GLI INTERVENTI CHIRURGICI si succedono uno all’altro e lui continua con fatica a studiare, a scrivere, a tradurre. Denuncia i torturatori presentandosi alle prima udienze del processo, milita nel movimento contro la guerra in Afghanistan. Ma le sue condizioni degenerano.

È ormai un fantasma, mangiato nel corpo e nell’anima, quando, nel dicembre 2011, decide di farla finita, consumato dalla passione come il protagonista dell’opera di Mickiewicz.

Genova rappresenta un momento di passaggio.
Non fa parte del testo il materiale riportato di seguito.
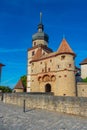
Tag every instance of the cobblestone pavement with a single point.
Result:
(13, 118)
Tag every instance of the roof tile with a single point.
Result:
(65, 48)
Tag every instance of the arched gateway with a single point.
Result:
(48, 88)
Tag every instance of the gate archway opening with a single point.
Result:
(48, 88)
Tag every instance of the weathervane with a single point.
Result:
(40, 17)
(1, 65)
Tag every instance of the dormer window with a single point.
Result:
(33, 53)
(70, 65)
(62, 57)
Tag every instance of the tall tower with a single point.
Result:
(39, 42)
(65, 85)
(84, 69)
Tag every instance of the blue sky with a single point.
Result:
(19, 20)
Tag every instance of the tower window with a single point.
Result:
(42, 70)
(65, 75)
(48, 69)
(34, 43)
(50, 60)
(43, 53)
(62, 57)
(32, 64)
(58, 66)
(33, 53)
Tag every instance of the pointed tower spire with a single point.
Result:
(40, 26)
(41, 17)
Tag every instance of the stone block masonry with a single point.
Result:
(70, 105)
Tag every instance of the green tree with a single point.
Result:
(5, 89)
(24, 81)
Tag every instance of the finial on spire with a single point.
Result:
(40, 17)
(63, 36)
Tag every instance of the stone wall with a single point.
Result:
(82, 89)
(71, 105)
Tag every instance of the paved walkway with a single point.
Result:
(13, 118)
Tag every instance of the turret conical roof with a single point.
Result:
(64, 48)
(84, 62)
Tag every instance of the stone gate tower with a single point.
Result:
(48, 71)
(66, 70)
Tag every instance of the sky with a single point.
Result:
(18, 22)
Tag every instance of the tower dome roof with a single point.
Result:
(84, 62)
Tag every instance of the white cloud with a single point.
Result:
(3, 50)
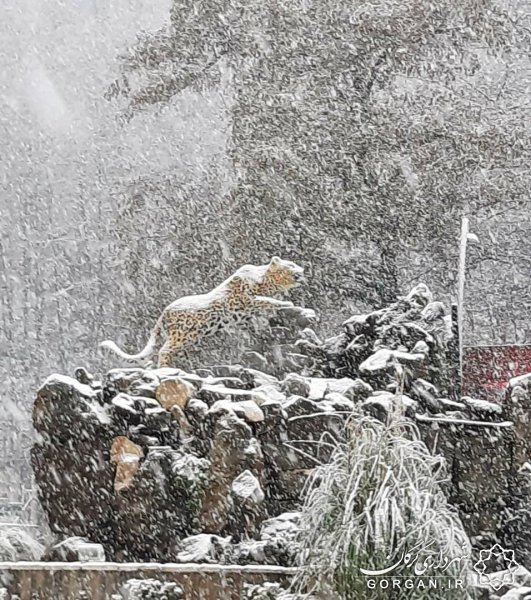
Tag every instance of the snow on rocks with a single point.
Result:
(141, 589)
(75, 549)
(149, 458)
(203, 548)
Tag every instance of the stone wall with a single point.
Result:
(80, 581)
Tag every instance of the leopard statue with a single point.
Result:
(242, 296)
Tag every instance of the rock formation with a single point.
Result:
(208, 465)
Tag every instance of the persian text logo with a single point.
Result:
(496, 580)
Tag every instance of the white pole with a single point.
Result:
(461, 291)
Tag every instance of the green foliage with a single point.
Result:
(377, 504)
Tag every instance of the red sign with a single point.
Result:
(487, 369)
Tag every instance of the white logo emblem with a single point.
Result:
(496, 580)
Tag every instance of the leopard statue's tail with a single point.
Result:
(144, 354)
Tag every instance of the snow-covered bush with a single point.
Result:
(377, 504)
(17, 544)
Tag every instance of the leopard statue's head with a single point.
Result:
(282, 275)
(276, 277)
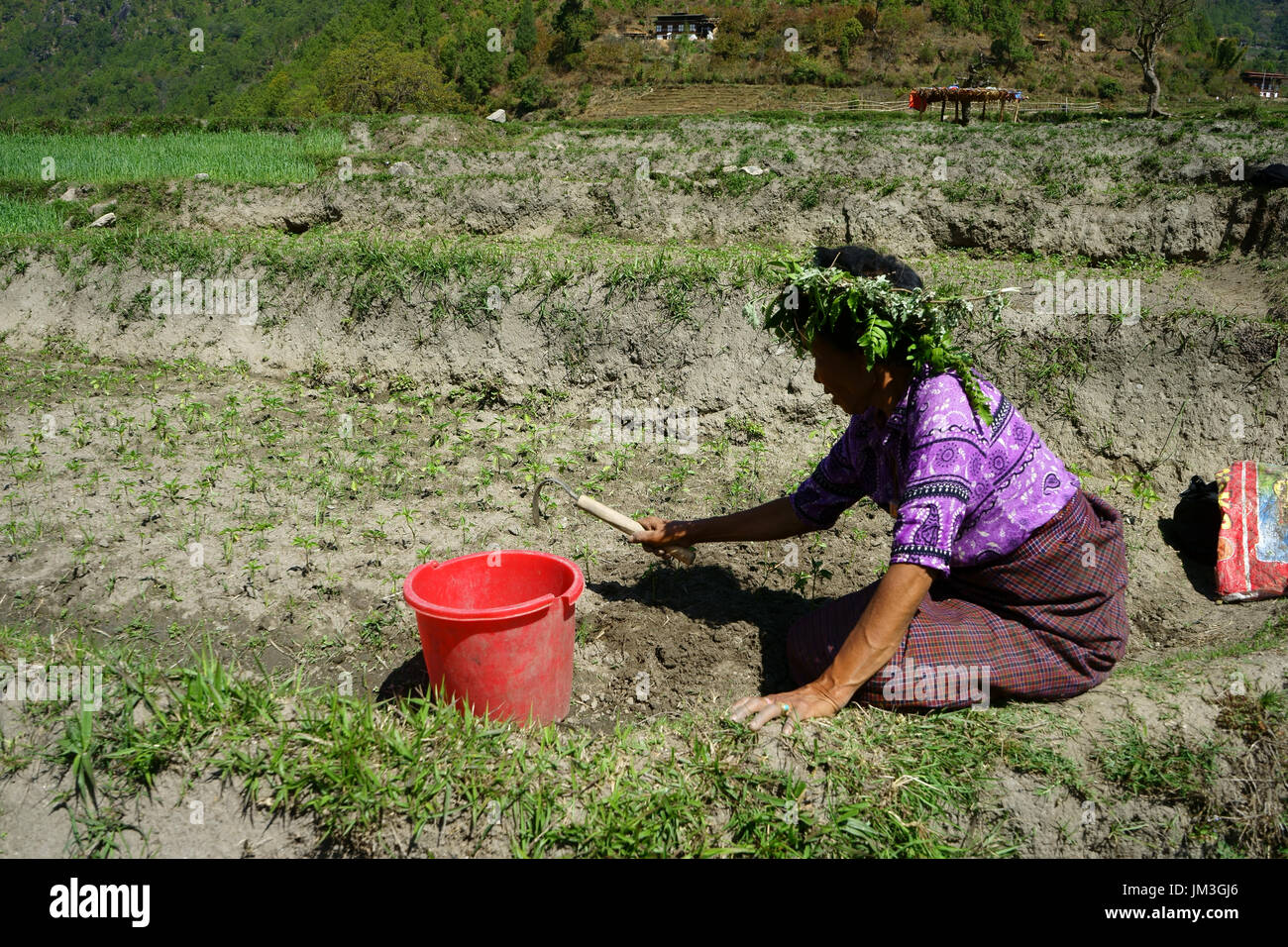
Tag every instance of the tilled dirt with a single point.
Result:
(446, 437)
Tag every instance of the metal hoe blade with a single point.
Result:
(536, 496)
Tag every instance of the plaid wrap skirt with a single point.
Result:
(1047, 621)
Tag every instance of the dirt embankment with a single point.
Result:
(1102, 189)
(1137, 401)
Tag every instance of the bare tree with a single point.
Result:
(1146, 24)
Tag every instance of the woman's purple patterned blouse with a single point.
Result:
(966, 493)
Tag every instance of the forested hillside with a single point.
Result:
(309, 56)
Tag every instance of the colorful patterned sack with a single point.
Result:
(1252, 548)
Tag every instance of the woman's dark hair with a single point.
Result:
(863, 261)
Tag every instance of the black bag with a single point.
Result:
(1197, 522)
(1269, 175)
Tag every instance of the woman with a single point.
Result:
(1006, 579)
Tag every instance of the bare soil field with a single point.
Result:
(228, 510)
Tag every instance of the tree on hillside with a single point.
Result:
(526, 31)
(1227, 53)
(575, 27)
(375, 75)
(1146, 24)
(476, 65)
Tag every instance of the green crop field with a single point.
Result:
(226, 157)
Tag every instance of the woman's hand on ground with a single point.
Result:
(802, 703)
(658, 532)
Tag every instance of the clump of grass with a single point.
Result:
(24, 217)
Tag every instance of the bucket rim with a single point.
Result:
(513, 611)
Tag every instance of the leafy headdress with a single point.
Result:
(880, 320)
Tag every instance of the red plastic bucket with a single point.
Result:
(497, 630)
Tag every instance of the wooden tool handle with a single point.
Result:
(629, 526)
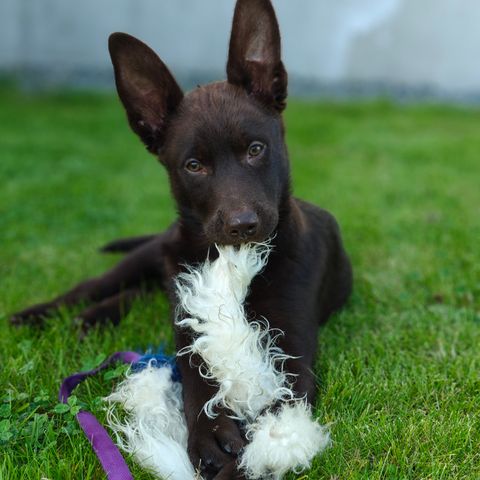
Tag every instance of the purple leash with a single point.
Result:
(107, 452)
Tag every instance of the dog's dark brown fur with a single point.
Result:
(223, 146)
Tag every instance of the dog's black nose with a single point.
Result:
(242, 225)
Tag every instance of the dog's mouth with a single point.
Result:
(241, 239)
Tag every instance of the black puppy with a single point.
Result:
(223, 146)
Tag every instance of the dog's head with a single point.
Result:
(223, 143)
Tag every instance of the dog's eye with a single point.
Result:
(256, 149)
(193, 166)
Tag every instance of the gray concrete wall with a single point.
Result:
(408, 43)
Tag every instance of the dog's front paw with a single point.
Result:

Esiste un tempo «prima Genova», punto di arrivo di quel movimento etichettato come «no-global» che si è rivelato il più convinto nel chiedere una globalizzazione dei diritti e nel denunciare i rischi che il modello neoliberista determinava.

Ed esiste un tempo «dopo Genova» nel quale quegli stessi rischi si sono puntualmente concretizzati nella crisi che viviamo.
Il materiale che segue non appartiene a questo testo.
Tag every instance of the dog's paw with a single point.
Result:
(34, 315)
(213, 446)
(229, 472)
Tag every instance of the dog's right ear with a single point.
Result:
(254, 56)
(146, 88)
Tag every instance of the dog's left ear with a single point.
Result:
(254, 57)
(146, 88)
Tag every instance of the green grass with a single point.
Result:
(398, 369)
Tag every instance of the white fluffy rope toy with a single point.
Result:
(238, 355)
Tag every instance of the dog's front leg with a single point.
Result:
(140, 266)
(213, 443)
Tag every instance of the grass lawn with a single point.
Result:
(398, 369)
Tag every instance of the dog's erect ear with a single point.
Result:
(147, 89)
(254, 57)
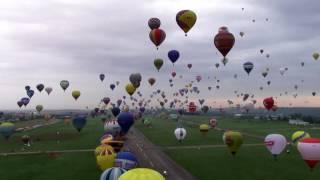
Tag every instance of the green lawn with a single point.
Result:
(250, 163)
(65, 167)
(205, 164)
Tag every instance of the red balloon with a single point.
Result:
(157, 36)
(274, 108)
(268, 103)
(224, 41)
(192, 107)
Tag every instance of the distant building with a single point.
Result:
(298, 122)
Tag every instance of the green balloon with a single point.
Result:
(233, 140)
(158, 63)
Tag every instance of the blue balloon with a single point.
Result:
(79, 122)
(115, 111)
(126, 160)
(125, 120)
(112, 173)
(30, 93)
(142, 109)
(27, 88)
(173, 55)
(25, 101)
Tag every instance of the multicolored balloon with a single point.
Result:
(157, 36)
(186, 19)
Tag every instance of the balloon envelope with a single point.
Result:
(275, 143)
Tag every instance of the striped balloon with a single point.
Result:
(154, 23)
(112, 173)
(157, 36)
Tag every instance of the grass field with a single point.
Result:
(251, 162)
(66, 166)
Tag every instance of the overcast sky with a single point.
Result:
(52, 40)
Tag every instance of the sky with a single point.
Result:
(49, 41)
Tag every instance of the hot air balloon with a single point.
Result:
(205, 109)
(180, 134)
(315, 56)
(105, 156)
(25, 101)
(112, 173)
(7, 129)
(173, 56)
(130, 89)
(158, 63)
(248, 66)
(64, 84)
(48, 90)
(112, 127)
(299, 136)
(30, 93)
(76, 94)
(125, 120)
(213, 122)
(40, 87)
(309, 149)
(79, 122)
(115, 111)
(112, 86)
(141, 174)
(20, 104)
(186, 20)
(233, 140)
(224, 41)
(204, 128)
(101, 76)
(157, 36)
(275, 143)
(154, 23)
(151, 81)
(27, 88)
(39, 108)
(268, 103)
(126, 160)
(106, 100)
(135, 79)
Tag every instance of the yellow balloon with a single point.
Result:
(141, 174)
(105, 156)
(130, 89)
(76, 94)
IL CROLLO FINANZIARIO del 2008, la rabbia delle classi subalterne e il fallimento della sinistra riformista che non ha saputo raccogliere gli appelli del movimento, e ha lasciato che i temi su cui era nato – la critica al capitalismo e alle crescenti diseguaglianze– diventassero nutrimento dei populismi, danno ragione ai manifestanti di Genova.

Perché interpretate a quindici anni di distanza, le ragioni di preoccupazione per il futuro formulate dal movimento non sono diverse da quelle attuali: neoliberismo sfrenato, dominio della finanza sull’economia, impoverimento delle classi medie, insostenibilità delle politiche fondate sul debito, polarizzazione della distribuzione delle ricchezze, riscaldamento globale, aumento del potere del privato sul pubblico, delle multinazionali sugli stati, diffusione endemica di xenofobia e razzismo per non dire delle «guerre giuste» che tali non furono e che hanno creato lo spazio fisico per il terrorismo islamista.
Il nuovo bipolarismo nei paesi avanzati non è più tra destra e sinistra, ma tra aperto e chiuso.

È questo il risultato dell’incauto trattamento riservato ai manifestanti di Genova e a tutti gli antagonisti della dittatura finanziaria.

Ecco perché non abbiamo ancora il romanzo definitivo sui fatti di Genova 2001. Perché Genova 2001 non è ancora terminata.